Il rentre au Japon après la foire et mettra 2 ans pour peaufiner la fin de sa vie de salarié, pour ne plus commettre les erreurs d'avant.


En 1895, il démissionne de Osaka Dento, pour devenir distributeur de General Electric au Japon.

Mais comme à la foire de Chicago, il avait fait sa proposition à plusieurs sociétés, voilà qu'une fois qu'il a commencé à travailler avec la General Electric, c'est la concurrente toujours américaine, Western Electric, qui le contacte et accepte sa proposition, d'être elle aussi représentée par lui au Japon, surtout pour distribuer ses nouveaux appareils téléphoniques.

Mais notre ingénieur Iwadare, qui sait qu'il a déjà à manger grâce à General Electric, fait monter les enchères avec Western Electric et utilise l'argent qu'il a gagné en 3 ans, pour lui proposer plutôt un partenariat 50%-50%. Les américains accepte. L'entreprise démarre.


Le 17 juillet 1899, entre en vigueur les Traités Inégaux que les pays coloniaux occidentaux imposent au Japon, à la Corée et à la Chine, donnant la majorité de toutes les entreprises à capitaux mixtes aux occidentaux. La Western Electric s'octroie ainsi les 54% et Iwadare seulement 46%, dans une nouvelle société qui prend le nom de Nippon Electric Company (NEC).

Iwadare n'a pas de choix, il accepte, il est nommé directeur général de la nouvelle société. Sa patience, va faire qu'en 1926, il en devienne le président du conseil d'administration.

Avec la crise de 1929, ses patrons américains sont en difficultés. Il peut ainsi acheter leurs parts.

A partir de 1930, il re-orienter l'entreprise à sa guise, pour pointer sur des nouvelles ambitions.

Iwadare Kunihiko ne veut plus représnter qui que ce soit, mais fait que la NEC qui en 1983, changera la lettre E de Electric en Electronic, produise ses propres centraux téléphoniques et se lance dans la production électronique : semi-conducteurs, circuits intégrés, mais aussi aux systèmes de communication : par radio, et par câbles sous-marins.
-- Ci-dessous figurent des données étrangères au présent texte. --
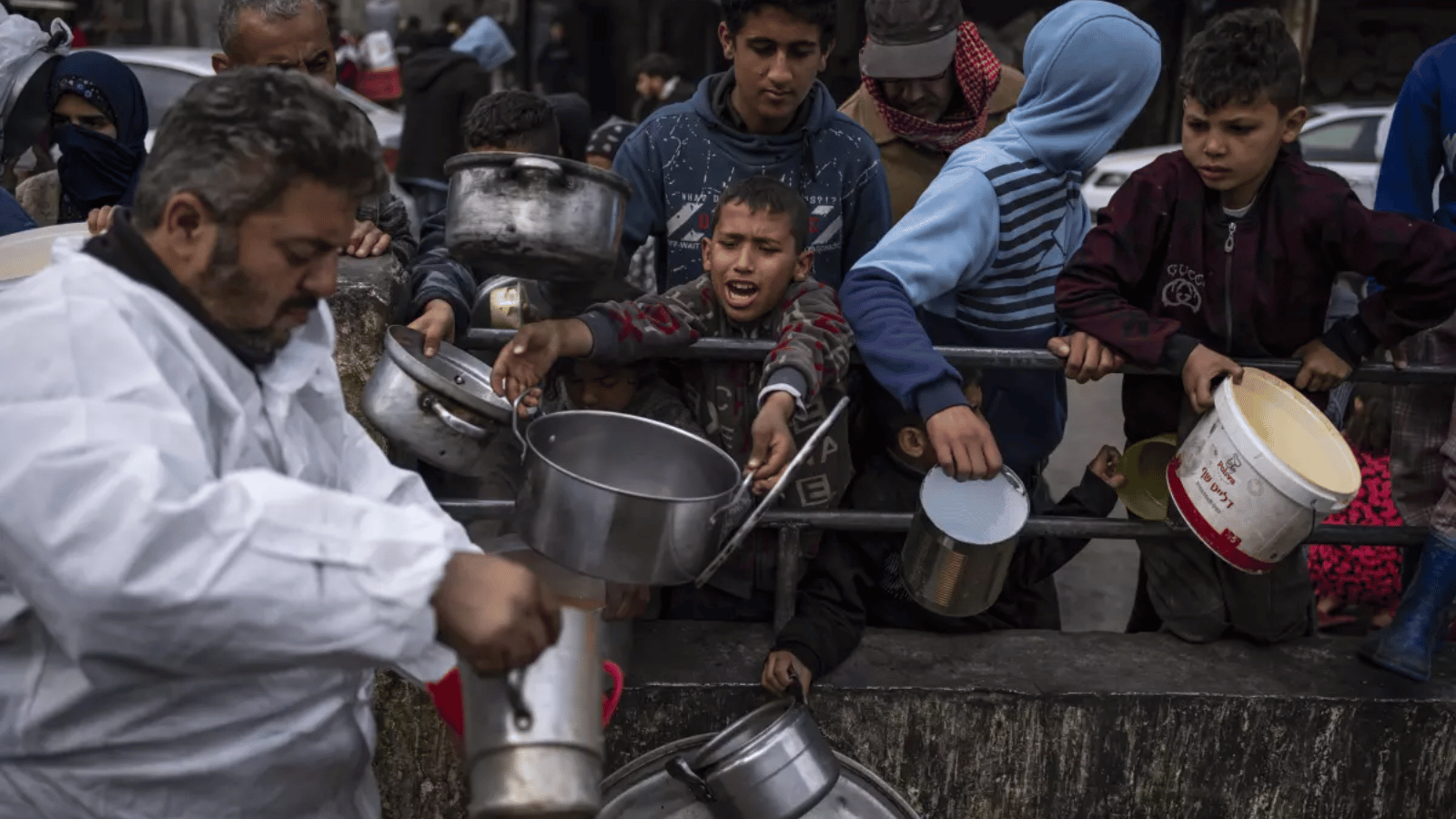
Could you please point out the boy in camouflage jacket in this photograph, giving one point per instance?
(756, 286)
NEC va produire les satellites, micro-processeurs et d'en devenir le numéro un mondiale pendant longtemps avant avant d'être détrôné ensuite par l'américain Intel. Aujourd'hui il a encore le record mondial du plus rapide super-calculateur.


Nec achète l'américain Packard Bell pour s'implanter aux USA dans le secteur des PC. Avant de fusionner cette branche, avec la chinoise Lenovo.
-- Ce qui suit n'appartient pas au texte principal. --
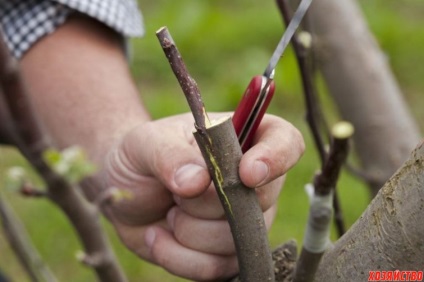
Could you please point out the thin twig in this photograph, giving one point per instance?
(314, 115)
(32, 142)
(312, 111)
(318, 228)
(22, 246)
(327, 179)
(222, 153)
(187, 83)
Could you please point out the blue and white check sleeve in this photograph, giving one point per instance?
(25, 21)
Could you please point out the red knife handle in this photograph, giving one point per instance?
(251, 109)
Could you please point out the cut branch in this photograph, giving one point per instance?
(389, 235)
(317, 234)
(222, 153)
(314, 116)
(187, 83)
(359, 78)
Jusqu'à l'épilogue ce 6 Août 2019, il y a juste 4 jours, lorsque NEC présente le premier prototype de voiture volante au monde.


QUELLES LECONS POUR L'AFRIQUE ?


Les ingénieurs africains qui finissent en Occident sont tellement nombreux à ne pas savoir qu'ils ne seront jamais rien quelque soit la grandeur de la boite qui les emploie.


L'Afrique se trouve aujourd'hui dans les mêmes conditions du Japon en 1878. Et plutôt que de rester dans son pseudo-confort à NewYork chez la plus grande entreprise électrique du monde de l'époque, Edison, Iwadare Kunihiko a eu le courage de démissionner pour rentrer chez lui, sans même savoir ce qu'il allait y devenir.


Aujourd'hui, les ingénieurs africains en Occident, posent des conditions, avant de rentrer dans leur propre pays qui a financé leurs études jusqu'au Bac. Alors que pour quitter le pays aller vers l'inconnu, ils ne posaient aucune condition.

Aujourd'hui, si on ne leur garantit pas un tel salaire, ils ne rentrent pas.

Vous savez ce que je vous dis ?

Restez là où vous êtes et rendez-vous à votre retraite, je verrai comment vous allez partager les mêmes cours de jeux des vieux avec les vieux racistes allemands, français ou britanniques.